Test Systems

Reviewing AI suggestions

When the dev panel finds a missing or invalid case-meta field, you can ask GridArena to draft a fix. The suggestion flow is read-only by default — nothing is written to the merged CASE_META until you explicitly accept it — and every accept or revert is recorded in an append-only audit trail (see the validation feedback loop for the end-to-end picture).

1. Open the suggestion drawer

Click Suggest fix on any issue row. The right-hand drawer calls suggestCaseMetaFix, which sends the case key, field, and current value to the configured LLM and returns a structured proposal: the new value, the model that produced it, and a short rationale. A spinner appears while the request is in flight; failures show an inline toast and leave the panel unchanged.

2. Inspect the diff

The drawer renders the previous value next to the proposed value so you can eyeball the change before committing. Use this to catch hallucinated source_url values, wrong last_reviewed dates, or rationales that don't match the field type. If the suggestion is wrong, just close the drawer — nothing is persisted.

3. Accept or revert

Accept writes a row to case_meta_overrides and immediately re-merges the override into CASE_META so the validator re-runs. Accepted overrides appear in the Overrides table directly under the dev panel. Each row has a Revert action that deletes the override and restores the original value — the UI updates optimistically and rolls back if the server rejects the request.

4. Bulk actions

For sweeps across many cases, tick the row checkboxes in the Overrides table and use Bulk revert to remove a batch in a single database round-trip. The audit trail records one entry per affected override so the history stays granular even when the action was bulk.

5. Audit trail

Every accept and revert is appended to case_meta_override_audit with the actor, timestamp, action, previous value, new value, and the AI model + rationale (when the action originated from a suggestion). The Audit history panel below the Overrides table renders the chronological log so you can answer "who changed this field, when, and why" long after the fact. Audit rows are user-scoped via RLS and cannot be edited or deleted.

Exporting invalid items

The dev panel above lists every case-meta validation issue detected at build time.

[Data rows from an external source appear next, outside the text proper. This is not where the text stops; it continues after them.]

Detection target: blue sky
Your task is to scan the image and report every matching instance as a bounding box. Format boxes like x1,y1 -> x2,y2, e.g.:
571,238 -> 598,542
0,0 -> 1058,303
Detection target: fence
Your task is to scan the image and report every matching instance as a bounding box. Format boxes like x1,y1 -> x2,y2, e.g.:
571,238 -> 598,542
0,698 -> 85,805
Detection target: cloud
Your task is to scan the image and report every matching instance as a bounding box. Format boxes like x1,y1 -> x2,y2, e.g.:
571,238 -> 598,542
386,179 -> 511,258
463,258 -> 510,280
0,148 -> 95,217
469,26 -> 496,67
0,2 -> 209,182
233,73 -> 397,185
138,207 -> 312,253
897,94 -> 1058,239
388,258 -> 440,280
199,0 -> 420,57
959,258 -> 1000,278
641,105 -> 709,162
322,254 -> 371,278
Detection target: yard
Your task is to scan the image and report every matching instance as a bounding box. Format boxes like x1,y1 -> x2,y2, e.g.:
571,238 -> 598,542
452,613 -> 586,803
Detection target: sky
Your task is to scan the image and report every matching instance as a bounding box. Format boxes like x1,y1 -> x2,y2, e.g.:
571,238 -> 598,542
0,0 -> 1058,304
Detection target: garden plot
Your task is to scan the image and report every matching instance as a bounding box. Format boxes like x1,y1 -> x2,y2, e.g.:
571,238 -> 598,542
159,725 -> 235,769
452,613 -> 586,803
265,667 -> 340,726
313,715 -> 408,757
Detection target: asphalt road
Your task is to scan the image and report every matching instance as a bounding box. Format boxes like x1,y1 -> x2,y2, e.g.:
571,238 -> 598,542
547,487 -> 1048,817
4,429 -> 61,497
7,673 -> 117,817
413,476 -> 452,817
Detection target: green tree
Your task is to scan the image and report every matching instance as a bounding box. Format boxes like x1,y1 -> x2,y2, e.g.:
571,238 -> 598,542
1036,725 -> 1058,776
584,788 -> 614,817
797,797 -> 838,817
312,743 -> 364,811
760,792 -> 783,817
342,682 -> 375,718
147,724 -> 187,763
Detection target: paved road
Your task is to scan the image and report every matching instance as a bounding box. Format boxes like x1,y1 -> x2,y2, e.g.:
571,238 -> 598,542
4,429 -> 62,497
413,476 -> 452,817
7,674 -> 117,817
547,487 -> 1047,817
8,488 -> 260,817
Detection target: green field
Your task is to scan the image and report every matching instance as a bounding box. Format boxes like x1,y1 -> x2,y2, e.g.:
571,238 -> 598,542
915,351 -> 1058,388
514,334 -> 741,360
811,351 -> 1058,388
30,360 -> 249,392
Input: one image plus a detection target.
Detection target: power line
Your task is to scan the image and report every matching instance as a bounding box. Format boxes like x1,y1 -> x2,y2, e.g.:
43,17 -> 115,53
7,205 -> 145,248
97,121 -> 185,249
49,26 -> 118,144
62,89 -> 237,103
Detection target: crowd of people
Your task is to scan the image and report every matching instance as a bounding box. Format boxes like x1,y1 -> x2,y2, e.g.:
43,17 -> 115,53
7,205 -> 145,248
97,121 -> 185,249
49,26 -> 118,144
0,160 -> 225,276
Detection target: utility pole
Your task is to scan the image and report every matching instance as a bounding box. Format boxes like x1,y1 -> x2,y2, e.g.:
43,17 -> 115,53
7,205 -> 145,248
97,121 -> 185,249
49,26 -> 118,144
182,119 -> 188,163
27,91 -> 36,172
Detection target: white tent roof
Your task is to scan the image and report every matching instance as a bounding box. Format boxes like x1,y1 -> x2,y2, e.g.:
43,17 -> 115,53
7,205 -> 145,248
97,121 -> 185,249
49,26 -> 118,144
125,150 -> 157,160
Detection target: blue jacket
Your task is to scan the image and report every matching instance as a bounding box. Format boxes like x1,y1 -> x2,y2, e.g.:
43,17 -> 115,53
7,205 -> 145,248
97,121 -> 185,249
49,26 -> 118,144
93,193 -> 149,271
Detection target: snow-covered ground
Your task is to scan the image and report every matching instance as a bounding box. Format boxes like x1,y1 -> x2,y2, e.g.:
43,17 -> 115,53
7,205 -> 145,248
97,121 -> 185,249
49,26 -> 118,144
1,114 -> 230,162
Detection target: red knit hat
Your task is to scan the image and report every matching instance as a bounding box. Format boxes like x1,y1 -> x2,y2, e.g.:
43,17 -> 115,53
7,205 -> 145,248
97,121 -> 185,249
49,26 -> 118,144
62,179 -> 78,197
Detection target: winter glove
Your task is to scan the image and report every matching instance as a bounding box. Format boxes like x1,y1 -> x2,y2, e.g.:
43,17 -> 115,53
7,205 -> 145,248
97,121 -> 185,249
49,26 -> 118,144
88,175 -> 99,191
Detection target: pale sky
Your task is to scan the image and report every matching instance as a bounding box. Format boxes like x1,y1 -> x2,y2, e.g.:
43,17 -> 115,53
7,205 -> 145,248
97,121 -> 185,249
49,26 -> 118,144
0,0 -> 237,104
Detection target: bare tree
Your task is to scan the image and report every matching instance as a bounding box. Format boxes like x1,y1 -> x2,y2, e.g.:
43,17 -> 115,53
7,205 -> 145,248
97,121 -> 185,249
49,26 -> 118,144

Two scope-aware dropdowns at the top of the panel — Export CSV and Export JSON — let you download the currently filtered list of invalid items for offline review or for attaching to a bug report.

Filter and sort awareness

Exports follow the panel's active filter and the on-screen sort order exactly. A display_order column is included in every row so you can trace any line in the export back to its position in the panel, even after re-sorting or re-filtering.

Choosing a scope

Each dropdown offers three scopes. Counts shown next to each option are live, and an option is disabled when its bucket is empty:

  • All — every issue in the current filter.
  • Errors only — rows where a required field is missing.
  • Warnings only — rows where a field is present but its format is invalid.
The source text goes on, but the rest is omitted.